Well I can’t boast sharing the traits of this persona but the way I see it is an investigator going the other extreme. Instead of dumping as much knowledge is possible, the person spent some time on developing deductive reasoning and invested into learning very specific details to support deductive reasoning. Another important trait is the skill of observation. This is a true skill of Sherlock Holmes type of persona and it provides ability to see specifics that can support or help to determine a hypothesis. Plainly put, this is an extremely meticulous person with impeccable planning skills and a gift for observation. Sadly enough, this is not me. This character is also stifled by boring and routine tasks that may undermine the ability to solve problems.

Moist von Lipwig

Moist von Lipwig on the cover of Making Money.

For those who have not read Terry Pratchett’s “Going postal” or “Making Money”, Moist von Lipwig is a brilliant swindler, playing on fears and greed of the crowd. At some point, he is faced with dilemma of taking a governmental job or losing life. He chooses to live and becomes a very creative and remarkable manager of the postal office and then of a state bank applying all of his conman skills for the public good.

Of all the characters, this one is my favorite and the one I’d like to become one day. Not in the sense of cheating people but being able to combine the needed skills of the two characters above with creativity, empathy and humor.

A swindler or a conman at least one like Ponzi, Mavrodi, Frank Abagnale from Catch me if you can is skilled in dissecting the system and seeing its weak points. This means both observation skills and ability to be an agent of change. Through the con actions, the person challenges the system and makes it strive to adapt to the new challenges. Better security systems come up as a result of successful robberies or fear of such, fraud exists because of imperfect systems and business processes and it helps to detect such imperfections. At the same time, putting a crook at the top of the pyramid can mean one of the few options – either a very bad system with things like nepotism or a very well designed system exactly because it is designed with vile nature of humankind in mind.

A good conman needs to be empathic to understand how to approach a potential victim. A good conman also needs to be quick and witty. A good conman is also lazy and will carefully consider the pros and cons of doing something as time consuming as completely mastering a new domain.

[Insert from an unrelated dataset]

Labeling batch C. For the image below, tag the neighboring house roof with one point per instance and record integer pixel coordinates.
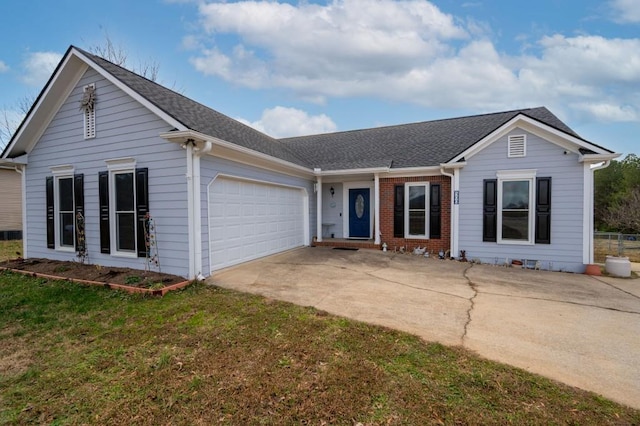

A good conman will have his favorite techniques ready at his fingertips. A good conman can be a dreamer and lead others. Sometimes this dream can be a mirage but of a really big scale.

On the contrary, a good conman needs control at least in certain points and this control should be rather strict. Also it requires having someone with an even greater con-artistry talen standing above him.

Another possible challenge with Moist is accountability in the sense that Moist-type of BA will try to avoid situations where he is accountable of something as much as possible. He will accept the responsibility only when properly motivated or controlled (where his head is at stake) and in all other situations will build the system in such a way he gets the most with minimum effort. This can be a particularly good skill when it comes down to things like MVP development to define the minimum amout of work to be done for things to work.

Alright, this is the end of this post which is rather a “speaking out loud” type of thing. Would be interest to hear of other BA profiles / personas from whoever is not bored to look through this. Next thing that would be interesting to do is try to map the profiles to popular types of projects.